The notion of zero trust in cybersecurity is a misunderstood term, according to Neil MacDonald, VP and distinguished analyst at Gartner. Speaking during the Gartner Security and Risk Virtual Summit, MacDonald noted that extending trust is in fact necessary for organizations to work efficiently.
The main issue is too much “implicit trust” in existing security practices that are based upon using physical location and ownership and control. This does not work well in a modern digital business, in which there are multiple devices used across multiple locations. Instead, “our goal is to replace that implicit trust with continuously assessed explicit trust levels based on risk,” explained MacDonald.
Ultimately, zero trust is moving away from a traditional perimeter based model, where physical locations define trust, to a model in which explicit trust is decided based on various factors, including identity, location, user behavior and sensitivity of the data being handled.
For organizations to apply such an approach successfully, the first focus should be on zero trust networking, according to MacDonald. This is because the TCP/IP network was built at a time when trust could be assumed, but things have changed significantly. “IP addresses are weak identifiers at best and they can easily be spoofed,” he noted. This means authentication needs to take place first before connection is granted rather than afterwards.
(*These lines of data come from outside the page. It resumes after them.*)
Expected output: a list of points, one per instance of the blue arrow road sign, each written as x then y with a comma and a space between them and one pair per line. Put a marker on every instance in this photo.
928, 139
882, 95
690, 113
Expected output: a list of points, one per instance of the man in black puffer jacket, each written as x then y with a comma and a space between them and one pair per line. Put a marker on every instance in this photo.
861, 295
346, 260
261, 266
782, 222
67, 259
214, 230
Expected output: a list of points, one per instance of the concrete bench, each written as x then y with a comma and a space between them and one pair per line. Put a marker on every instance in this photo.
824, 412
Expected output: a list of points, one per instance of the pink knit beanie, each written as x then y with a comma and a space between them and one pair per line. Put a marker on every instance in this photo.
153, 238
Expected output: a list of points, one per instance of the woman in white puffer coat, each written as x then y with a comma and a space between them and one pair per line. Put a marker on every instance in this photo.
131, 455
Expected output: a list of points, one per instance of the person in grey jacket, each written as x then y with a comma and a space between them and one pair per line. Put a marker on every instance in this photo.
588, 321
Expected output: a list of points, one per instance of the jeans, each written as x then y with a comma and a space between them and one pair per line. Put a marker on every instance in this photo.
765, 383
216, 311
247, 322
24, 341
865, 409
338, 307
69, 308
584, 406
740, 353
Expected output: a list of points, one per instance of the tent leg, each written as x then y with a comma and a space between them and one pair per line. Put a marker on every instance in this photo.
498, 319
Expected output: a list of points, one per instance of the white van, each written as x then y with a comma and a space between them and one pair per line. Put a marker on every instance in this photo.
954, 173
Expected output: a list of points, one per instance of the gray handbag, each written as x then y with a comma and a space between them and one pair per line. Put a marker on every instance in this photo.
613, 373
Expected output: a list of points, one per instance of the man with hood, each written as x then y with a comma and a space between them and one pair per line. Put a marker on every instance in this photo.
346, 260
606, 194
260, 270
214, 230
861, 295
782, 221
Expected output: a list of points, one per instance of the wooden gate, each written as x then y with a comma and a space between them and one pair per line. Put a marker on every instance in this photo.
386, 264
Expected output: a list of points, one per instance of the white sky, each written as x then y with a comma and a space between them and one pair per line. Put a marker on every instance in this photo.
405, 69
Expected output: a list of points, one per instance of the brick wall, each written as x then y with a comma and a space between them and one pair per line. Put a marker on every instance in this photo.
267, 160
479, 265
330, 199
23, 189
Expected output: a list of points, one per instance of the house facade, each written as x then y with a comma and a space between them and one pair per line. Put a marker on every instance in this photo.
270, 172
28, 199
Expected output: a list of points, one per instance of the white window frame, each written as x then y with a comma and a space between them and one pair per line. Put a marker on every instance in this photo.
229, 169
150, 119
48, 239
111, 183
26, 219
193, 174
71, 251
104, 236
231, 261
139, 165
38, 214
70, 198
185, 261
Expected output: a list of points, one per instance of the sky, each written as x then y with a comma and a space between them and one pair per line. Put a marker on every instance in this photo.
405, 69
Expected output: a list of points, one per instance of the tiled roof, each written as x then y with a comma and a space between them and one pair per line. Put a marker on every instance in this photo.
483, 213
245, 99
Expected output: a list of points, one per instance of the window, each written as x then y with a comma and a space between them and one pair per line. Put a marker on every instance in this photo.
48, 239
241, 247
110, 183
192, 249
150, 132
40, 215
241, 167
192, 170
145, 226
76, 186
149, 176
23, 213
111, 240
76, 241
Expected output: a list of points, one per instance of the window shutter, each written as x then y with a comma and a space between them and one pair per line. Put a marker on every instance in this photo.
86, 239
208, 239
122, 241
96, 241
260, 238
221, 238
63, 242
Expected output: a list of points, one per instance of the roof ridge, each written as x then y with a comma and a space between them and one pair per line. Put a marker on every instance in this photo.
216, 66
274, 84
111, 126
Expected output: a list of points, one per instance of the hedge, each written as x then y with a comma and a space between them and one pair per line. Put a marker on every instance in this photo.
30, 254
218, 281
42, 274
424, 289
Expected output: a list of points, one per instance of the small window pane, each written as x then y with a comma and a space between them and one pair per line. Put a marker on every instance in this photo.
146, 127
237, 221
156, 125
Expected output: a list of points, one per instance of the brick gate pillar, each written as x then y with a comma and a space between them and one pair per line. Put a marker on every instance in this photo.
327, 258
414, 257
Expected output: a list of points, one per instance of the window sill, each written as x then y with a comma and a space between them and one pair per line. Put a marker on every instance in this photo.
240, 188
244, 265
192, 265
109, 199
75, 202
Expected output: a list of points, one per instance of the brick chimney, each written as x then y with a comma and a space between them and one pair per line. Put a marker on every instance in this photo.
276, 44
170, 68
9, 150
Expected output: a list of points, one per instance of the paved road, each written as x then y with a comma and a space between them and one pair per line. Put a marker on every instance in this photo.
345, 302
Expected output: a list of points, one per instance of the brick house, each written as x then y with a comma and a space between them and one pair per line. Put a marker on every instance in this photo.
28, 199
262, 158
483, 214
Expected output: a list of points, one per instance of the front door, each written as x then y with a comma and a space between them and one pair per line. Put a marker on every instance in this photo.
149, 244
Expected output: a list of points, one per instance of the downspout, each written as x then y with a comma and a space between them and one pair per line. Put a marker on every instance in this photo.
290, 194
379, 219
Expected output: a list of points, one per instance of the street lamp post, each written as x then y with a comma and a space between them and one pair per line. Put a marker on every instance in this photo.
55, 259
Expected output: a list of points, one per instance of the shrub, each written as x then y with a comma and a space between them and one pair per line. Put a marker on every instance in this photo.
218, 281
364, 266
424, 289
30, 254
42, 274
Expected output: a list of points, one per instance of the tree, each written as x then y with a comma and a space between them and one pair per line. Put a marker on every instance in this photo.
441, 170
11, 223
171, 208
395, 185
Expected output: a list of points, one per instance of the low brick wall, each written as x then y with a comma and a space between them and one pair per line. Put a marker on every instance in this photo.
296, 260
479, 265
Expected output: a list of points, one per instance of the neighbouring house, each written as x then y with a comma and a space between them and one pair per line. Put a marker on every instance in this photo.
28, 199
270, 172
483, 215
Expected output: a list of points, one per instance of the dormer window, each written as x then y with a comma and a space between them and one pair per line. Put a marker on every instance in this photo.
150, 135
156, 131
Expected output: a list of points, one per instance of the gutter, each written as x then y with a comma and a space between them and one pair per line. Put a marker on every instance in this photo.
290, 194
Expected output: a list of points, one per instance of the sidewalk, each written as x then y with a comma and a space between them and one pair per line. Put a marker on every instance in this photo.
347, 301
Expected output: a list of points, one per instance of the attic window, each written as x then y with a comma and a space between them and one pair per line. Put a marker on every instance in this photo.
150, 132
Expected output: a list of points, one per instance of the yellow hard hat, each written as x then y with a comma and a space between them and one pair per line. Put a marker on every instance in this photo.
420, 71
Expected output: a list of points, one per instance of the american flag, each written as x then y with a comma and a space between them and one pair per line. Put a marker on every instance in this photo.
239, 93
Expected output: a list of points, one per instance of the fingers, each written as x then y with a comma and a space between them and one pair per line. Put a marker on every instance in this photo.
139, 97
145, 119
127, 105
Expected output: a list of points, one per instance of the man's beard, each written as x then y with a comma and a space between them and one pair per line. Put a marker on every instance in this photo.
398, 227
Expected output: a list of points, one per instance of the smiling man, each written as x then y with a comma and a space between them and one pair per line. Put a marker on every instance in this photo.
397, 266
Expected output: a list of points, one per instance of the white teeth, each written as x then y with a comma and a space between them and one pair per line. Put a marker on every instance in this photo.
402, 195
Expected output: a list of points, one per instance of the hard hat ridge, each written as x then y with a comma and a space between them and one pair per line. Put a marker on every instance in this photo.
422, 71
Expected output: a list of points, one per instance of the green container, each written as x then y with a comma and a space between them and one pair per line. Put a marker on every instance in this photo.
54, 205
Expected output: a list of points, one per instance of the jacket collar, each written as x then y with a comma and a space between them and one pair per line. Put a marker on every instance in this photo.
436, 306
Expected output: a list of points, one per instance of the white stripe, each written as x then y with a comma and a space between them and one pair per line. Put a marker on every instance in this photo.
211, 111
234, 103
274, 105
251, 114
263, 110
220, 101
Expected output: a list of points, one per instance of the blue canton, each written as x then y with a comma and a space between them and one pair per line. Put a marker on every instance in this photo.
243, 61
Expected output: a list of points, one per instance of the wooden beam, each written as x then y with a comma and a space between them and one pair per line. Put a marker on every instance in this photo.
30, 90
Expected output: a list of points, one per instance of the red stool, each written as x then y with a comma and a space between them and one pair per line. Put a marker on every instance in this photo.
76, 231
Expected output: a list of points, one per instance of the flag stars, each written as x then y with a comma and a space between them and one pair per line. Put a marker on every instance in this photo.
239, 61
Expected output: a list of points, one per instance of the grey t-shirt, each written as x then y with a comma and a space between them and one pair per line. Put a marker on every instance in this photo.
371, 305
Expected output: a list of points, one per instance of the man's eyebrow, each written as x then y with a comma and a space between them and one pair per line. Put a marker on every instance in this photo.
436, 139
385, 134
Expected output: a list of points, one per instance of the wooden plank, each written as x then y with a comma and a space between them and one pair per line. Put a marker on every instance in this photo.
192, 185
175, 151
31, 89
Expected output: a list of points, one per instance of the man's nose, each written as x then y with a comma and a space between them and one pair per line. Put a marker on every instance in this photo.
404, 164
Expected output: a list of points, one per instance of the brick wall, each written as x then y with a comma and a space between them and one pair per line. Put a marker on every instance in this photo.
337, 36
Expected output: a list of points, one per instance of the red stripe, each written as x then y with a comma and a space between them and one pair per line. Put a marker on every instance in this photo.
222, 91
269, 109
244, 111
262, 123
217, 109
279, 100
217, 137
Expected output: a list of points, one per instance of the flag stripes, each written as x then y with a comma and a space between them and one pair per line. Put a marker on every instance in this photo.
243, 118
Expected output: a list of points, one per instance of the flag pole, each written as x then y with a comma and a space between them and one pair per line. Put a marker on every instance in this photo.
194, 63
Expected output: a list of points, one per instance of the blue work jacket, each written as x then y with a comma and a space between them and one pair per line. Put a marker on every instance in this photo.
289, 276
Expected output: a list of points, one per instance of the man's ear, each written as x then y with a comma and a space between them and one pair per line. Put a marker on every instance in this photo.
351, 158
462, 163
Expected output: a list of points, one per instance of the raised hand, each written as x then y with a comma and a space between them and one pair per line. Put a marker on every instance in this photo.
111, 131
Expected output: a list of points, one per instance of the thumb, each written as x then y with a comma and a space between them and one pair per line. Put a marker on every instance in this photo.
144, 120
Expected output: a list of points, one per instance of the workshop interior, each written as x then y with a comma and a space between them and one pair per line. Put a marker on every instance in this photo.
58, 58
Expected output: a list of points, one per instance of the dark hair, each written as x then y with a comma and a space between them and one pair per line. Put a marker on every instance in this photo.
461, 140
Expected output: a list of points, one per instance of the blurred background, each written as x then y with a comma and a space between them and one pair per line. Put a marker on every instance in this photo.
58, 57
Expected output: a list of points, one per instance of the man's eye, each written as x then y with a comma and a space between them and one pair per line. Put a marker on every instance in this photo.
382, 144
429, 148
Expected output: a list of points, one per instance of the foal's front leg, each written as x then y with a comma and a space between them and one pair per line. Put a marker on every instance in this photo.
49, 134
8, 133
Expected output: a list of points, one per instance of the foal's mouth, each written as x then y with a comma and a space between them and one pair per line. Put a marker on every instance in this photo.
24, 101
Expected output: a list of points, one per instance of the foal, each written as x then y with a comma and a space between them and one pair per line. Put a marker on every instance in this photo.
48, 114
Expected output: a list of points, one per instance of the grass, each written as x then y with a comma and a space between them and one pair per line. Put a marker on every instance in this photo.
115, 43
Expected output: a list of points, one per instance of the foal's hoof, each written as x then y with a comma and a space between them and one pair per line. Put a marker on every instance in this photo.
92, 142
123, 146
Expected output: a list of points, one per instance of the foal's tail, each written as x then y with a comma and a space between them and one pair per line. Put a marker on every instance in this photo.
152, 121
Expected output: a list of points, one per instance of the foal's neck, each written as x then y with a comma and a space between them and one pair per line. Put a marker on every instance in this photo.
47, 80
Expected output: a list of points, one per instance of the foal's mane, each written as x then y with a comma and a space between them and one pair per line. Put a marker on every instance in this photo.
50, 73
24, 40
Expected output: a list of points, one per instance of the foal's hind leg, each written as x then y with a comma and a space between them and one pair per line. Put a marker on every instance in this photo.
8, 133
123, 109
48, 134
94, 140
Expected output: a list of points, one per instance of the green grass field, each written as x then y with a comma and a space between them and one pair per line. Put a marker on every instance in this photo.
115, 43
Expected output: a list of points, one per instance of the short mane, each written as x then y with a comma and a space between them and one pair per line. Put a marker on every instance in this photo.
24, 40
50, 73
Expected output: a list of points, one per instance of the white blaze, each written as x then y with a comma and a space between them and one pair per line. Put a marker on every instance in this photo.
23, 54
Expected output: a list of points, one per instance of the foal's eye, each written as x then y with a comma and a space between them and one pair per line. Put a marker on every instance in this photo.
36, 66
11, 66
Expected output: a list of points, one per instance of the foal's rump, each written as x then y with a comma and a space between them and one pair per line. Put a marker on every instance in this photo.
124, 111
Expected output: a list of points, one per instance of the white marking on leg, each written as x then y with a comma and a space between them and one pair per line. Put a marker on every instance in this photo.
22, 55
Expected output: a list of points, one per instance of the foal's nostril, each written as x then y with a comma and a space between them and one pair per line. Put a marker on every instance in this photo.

Legacy VPNs, which grant access externally, are therefore not fit for purpose and must be phased out. MacDonald commented: “We want to adopt a way of thinking which says the network location doesn’t matter, the network’s always untrusted; always assume it’s compromised, everything needs to be encrypted.”
Then from the moment access is allowed, continuous monitoring of the user’s behavior must take place.
The next aspect is to apply these zero trust principles within organizations’ internal data centers. “The problem is most data center networks are flat – when the bad guy gets in they move unimpeded laterally,” explained MacDonald. “What we need are data centers that are built for a breach.”
In this approach, similarly to how submarines protect themselves against a water leak, a breach should be contained in one area, a method known as identity-based segmentation. This can include removing end-users from the data center network or ring fencing critical applications like the SAP app.
He went on to outline other areas in which this zero trust principle can be applied so organizations can more effectively protect themselves from cyber-criminals, These include the removal of admin rights from end-user systems, implementing default deny on critical servers, encrypting all data on default and implementing multi-factor authentication (MFA) for all administrators.
MacDonald stated that the ongoing shift to the cloud can serve as the catalyst for these types of initiatives to be introduced over time. He added: “You can’t flip a light switch and go to zero trust, but we can pragmatically take these steps.”